Я выставил её, злосчастную, на неряшливо убранный стол, соображая, как бы улизнуть побыстрее от слишком тесного гостеприимства колхозного таксидермиста-ветеринара.
– Суть в том… – начал было я, пытаясь объяснить хозяину, что, мол, язва у меня открылась, да и не пью я так часто.
– Суть в том, – тяжело постучал по столешнице согнутым пальцем Жоржик. – Вся суть, откуда бабы ссуть, – и посмотрел на меня глубокомысленно и с убеждением, что он безусловно прав в своём философском толковании истины. Разлил по гранёным стаканам водку. – Держи!
Я взял стакан, соображая, как бы его осилить.
Жоржик подхватил заскорузлыми пальцами прямо из скворчащей сковороды кусок капающего разогретым жиром мяса и бросил в рот. Пожевал, пожевал – выплюнул прямо под ноги:
– Рванина! Доспеет, в самый раз будет. Посиди, не пей пока! У меня на этот случай смалец особый имеется. Смалец уважаешь? Хор-рошая штука на закуску!
Я посмотрел на пустой стакан. Как-то незаметно я его уже опорожнил. Ну что уже, можно и смалец. Пробовал когда-то эту хохляцкую закуску у родственников жены, они, хоть и россияне, но все украинцы из-под Харькова.
На столе появилась пол-литровая банка с топлёным салом, уже распустившимся от домашнего тепла, расслабленное, как топлёное масло. В густоте массы золотились ноготки жареного лука. Самая первейшая закуска. Намажешь на хлеб – и ты в раю. Хороший смалец!
Конечно, пить, не закусывая – последнее дело! И я выхватил из рук Жоржика порядочно очерствевшую горбушку, густо покрытую этим самым смальцем.
Такой закусью меня при наездах всегда угощал тесть, настоящий хохол, у которого смалец и сало находились на столе при любом раскладе и в любое время, если время, конечно, позволяло.
После хорошей порции водки о вкусовых качествах сделанного на скорую руку бутерброда говорить нечего. Нормальный вкус, правда, слегка сладковатый, наверное, от обилия жареного лука. А так – ничего. Правда, на настоящий смалец вроде и не похож, но водочный осадок во рту отбивает напрочь. Нормальная закуска.

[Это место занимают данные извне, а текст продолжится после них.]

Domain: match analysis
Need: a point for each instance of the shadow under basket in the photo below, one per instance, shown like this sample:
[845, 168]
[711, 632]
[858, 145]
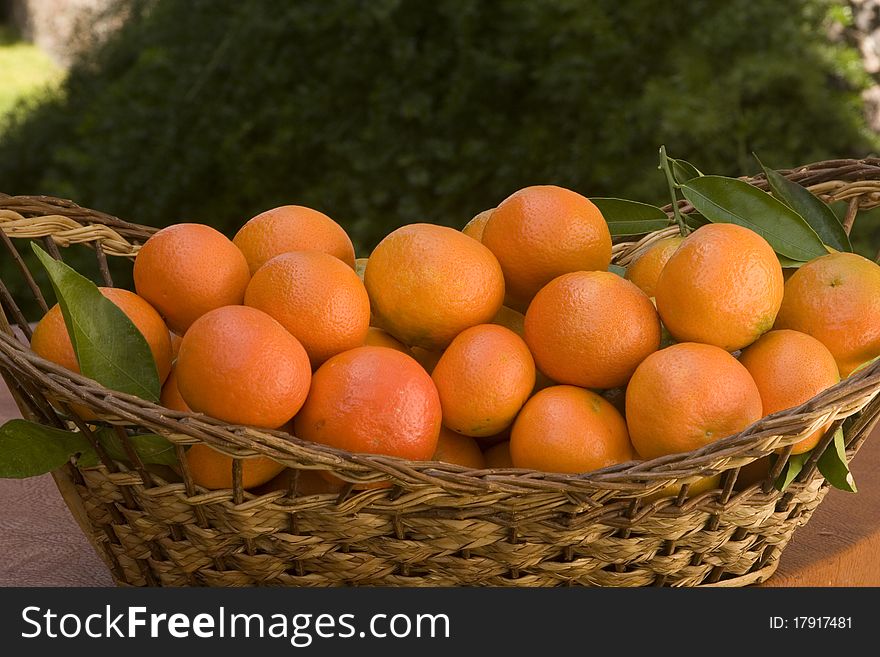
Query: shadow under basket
[436, 524]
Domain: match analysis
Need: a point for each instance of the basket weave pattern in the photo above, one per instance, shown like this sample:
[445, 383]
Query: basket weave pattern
[439, 524]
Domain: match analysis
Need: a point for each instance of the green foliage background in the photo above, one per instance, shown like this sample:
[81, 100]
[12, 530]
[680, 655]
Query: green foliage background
[390, 112]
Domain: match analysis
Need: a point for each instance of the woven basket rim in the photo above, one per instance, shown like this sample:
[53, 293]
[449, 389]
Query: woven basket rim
[866, 381]
[758, 439]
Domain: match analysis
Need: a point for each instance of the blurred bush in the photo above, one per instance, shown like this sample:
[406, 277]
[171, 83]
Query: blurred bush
[390, 112]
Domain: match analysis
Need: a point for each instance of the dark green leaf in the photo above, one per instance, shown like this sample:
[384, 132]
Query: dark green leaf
[818, 215]
[28, 449]
[694, 220]
[790, 470]
[108, 346]
[729, 200]
[682, 170]
[151, 448]
[833, 466]
[788, 263]
[631, 217]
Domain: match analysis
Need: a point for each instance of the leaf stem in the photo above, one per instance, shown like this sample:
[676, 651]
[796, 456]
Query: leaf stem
[664, 165]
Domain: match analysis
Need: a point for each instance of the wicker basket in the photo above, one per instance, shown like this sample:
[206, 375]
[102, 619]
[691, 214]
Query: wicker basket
[438, 524]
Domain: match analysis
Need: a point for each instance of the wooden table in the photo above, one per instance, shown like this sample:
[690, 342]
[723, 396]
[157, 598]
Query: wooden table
[43, 546]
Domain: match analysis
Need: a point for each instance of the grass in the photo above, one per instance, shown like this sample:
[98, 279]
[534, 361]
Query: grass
[27, 70]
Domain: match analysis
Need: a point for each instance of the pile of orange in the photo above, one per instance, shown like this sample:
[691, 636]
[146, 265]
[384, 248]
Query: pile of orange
[506, 344]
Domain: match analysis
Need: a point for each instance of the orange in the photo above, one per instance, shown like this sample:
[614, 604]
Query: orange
[186, 270]
[360, 266]
[316, 297]
[570, 430]
[645, 270]
[541, 232]
[686, 396]
[462, 450]
[789, 368]
[722, 286]
[372, 400]
[292, 228]
[378, 338]
[836, 299]
[428, 283]
[498, 455]
[483, 378]
[51, 340]
[591, 329]
[170, 397]
[475, 227]
[212, 470]
[239, 365]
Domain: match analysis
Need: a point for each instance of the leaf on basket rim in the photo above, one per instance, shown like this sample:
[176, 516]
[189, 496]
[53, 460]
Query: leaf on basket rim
[150, 447]
[730, 200]
[833, 466]
[108, 346]
[791, 470]
[625, 217]
[811, 208]
[28, 449]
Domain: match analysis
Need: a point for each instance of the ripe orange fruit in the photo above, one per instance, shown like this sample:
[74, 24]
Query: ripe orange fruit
[569, 429]
[239, 365]
[170, 397]
[722, 286]
[645, 270]
[316, 297]
[687, 396]
[51, 340]
[372, 400]
[462, 450]
[376, 337]
[483, 378]
[789, 368]
[591, 329]
[213, 470]
[541, 232]
[836, 299]
[498, 455]
[186, 270]
[428, 283]
[475, 227]
[292, 228]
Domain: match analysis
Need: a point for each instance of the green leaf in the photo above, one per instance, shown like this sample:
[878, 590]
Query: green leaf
[150, 447]
[816, 213]
[108, 346]
[833, 466]
[729, 200]
[631, 217]
[694, 220]
[788, 263]
[682, 170]
[790, 470]
[28, 449]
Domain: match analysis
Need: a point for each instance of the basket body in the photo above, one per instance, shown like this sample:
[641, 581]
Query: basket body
[437, 525]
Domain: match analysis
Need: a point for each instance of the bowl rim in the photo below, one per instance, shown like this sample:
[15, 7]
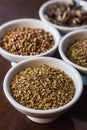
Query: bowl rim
[62, 54]
[64, 28]
[43, 112]
[21, 20]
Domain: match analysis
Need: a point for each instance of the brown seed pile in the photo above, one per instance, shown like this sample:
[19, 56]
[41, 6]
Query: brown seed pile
[42, 87]
[77, 52]
[27, 41]
[64, 14]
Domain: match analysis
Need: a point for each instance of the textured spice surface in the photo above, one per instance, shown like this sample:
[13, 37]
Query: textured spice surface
[42, 87]
[61, 13]
[27, 41]
[77, 52]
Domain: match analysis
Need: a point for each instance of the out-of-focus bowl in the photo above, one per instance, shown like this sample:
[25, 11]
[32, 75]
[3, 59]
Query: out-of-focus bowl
[32, 23]
[43, 116]
[61, 28]
[66, 41]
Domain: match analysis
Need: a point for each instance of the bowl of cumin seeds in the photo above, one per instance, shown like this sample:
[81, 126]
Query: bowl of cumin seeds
[42, 88]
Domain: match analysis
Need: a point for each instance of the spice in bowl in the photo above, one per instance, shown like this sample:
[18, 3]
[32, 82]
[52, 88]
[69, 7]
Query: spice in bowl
[77, 52]
[42, 87]
[27, 41]
[66, 14]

– У-у! – только и смог я произнести.
– Ну, как? – почему-то с пристальным любопытством спрашивает хозяин, опрокинув в один размах свой стакан и примериваясь к банке: как бы поудобнее омокнуть в смалец ломоть хлеба величиной в ладонь. Кусок не пролезает в горловину. Жоржик взял узкую алюминиевую ложку и стал вычерпывать содержимое банки прямо в рот, причмокивая от удовольствия толстыми жирными губами.
– Хороша ежатинка, полезная!
– Какая медвежатина? – не расслышал я. – Откуда здесь медведи?
– А-а! – махнул рукой Жоржик и опять двумя пальцами полез в скворчащую и булькающую сковороду. – Вот теперь – как раз будет!
Сковорода, отплёвываясь жиром, уже стояла передо мной на столе.
– Давай, закусывай! – потом, бросив взгляд на бутылку, Жоржик спохватился. – Что-то мы и не пьём вовсе? Между первой и второй надо чтоб муха не пролетела!